Overfitting of neural nets under class imbalance: Analysis and improvements for segmentation
Overfitting in deep learning has been the focus of a number of recent works, yet its exact impact on the behavior of neural networks is not well understood. This study analyzes overfitting by examining how the distribution of logits alters in relation to how much the model overfits. Specifically, we find that when training with few data samples, the distribution of logit activations when processing unseen test samples of an under-represented class tends to shift towards and even across the decision boundary, while the over-represented class seems unaffected. In image segmentation, foreground samples are often heavily under-represented. We observe that sensitivity of the model drops as a result of overfitting, while precision remains mostly stable.

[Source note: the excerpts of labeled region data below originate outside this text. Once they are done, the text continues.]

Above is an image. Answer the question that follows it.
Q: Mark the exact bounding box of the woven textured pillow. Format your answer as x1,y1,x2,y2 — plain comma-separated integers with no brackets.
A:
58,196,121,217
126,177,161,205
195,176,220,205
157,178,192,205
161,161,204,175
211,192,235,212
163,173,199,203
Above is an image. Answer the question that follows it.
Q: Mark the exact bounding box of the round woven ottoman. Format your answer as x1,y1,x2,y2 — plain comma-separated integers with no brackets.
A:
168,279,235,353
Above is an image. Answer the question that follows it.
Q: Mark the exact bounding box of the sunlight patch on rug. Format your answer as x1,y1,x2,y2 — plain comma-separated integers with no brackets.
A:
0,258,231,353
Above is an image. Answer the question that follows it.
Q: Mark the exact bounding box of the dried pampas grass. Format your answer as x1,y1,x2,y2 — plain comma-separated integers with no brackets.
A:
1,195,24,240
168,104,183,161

Based on our analysis, we derive asymmetric modifications of existing loss functions and regularizers including a large margin loss, focal loss, adversarial training and mixup, which specifically aim at reducing the shift observed when embedding unseen samples of the under-represented class. We study the case of binary segmentation of brain tumor core and show that our proposed simple modifications lead to significantly improved segmentation performance over the symmetric variants.
Convolutional neural networks (CNNs) work exceptionally well when trained with sufficiently large and representative data. When only small amounts of training data is available, overfitting can become a critical issue. CNNs may memorize specific patterns of the training data, leading to poor generalization at test time. Image segmentation is particularly prone to overfitting, as the generation of high-quality expert annotations is tedious and time-consuming. Contributing to the problem is the often severe class imbalance where the foreground class (say tumor) is heavily under-represented in the training samples. Class ratios of 1:10 and lower are typical. To alleviate class imbalance, one may use data augmentation, change the sampling weights per class, add information in the loss function , or adopt multi-stage approaches with candidate proposals and background suppression . We argue that the key connection between class-imbalance and overfitting of under-represented foreground class has not been investigated sufficiently. Many methods have been proposed for deep models to improve generalization and prevent overfitting including specific loss functions , data mixing  or learning based augmentation . However, most of these techniques were proposed for general image classification where class imbalance is not specifically addressed. It also remains unclear how these techniques exactly affect the model and to our knowledge this has not been explored in great detail. In this study, we shed new light on the problem of overfitting in the presence of class imbalance aiming to improve segmentation performance.
To explore the effects of overfitting on the model behavior, we investigate how the distribution of activations in the last network layer (logits) changes for a model trained with different amounts of training data. We notice that samples of the under-represented class at test time tend to be mapped towards and across the decision boundary, while the mapping of training and test samples of the over-represented class remains stable. This leads to a tendency for the under-represented class losing sensitivity at test time. We argue this is a consequence of class imbalance and overfitting to the few training samples of the under-represented class. Current solutions aiming to make different classes separate better do not address this imbalance and may even reduce the performance in such imbalanced settings, as we show empirically. Based on our analysis, we propose asymmetric modifications of those techniques to steer their effect to tackle the problem of class imbalance, showing promising results for image segmentation with small amounts of training data.
In order to investigate the influence of overfitting, we train convolutional neural networks using different amounts of data with strong class imbalance. We conduct experiments on brain tumor core  and small organ segmentation (data from ). For tumor segmentation, we test on 95 cases and train separate models using 190 (100%), 95 (50%), 38 (20%), 19 (10%) and 10 cases (5% of full training set). For organ segmentation, we test on 10 cases and train models using 20 (100%) and 5 cases (25% of training set). We use the DeepMedic  architecture for all our experiments.
Results are shown in Fig. 1. With less training data, we observe a clear decline of segmentation performance on test data but similar or increase of performance on training data, as expressed by the DSC metric (defined as ). Precision remains largely stable, while we observe that overfitting causes reduced sensitivity. We also observe this behavior in other tasks where foreground classes are under-represented. Our findings reveal that models that overfit to training data have a bias to under-segment the under-represented class on unseen test data.
Delving deeper into analysing this behavior, we monitor the logits when the network processes foreground and background samples of training and unseen test data (cf. plots in Fig. 2). For simplicity, we focus on the problem of binary segmentation of tumor core for the rest of this paper. We observe that the distributions of logit activations when processing background samples from the training and test sets tend to be similar. However, the distribution of logit activations when processing foreground samples shift significantly towards or even across the decision boundary which causes false negatives. This shift tends to increase for models that overfit more (trained with less training data), leading to our previous observation that sensitivity decreases drastically when models overfit causing the model to under-segment the structures of interest.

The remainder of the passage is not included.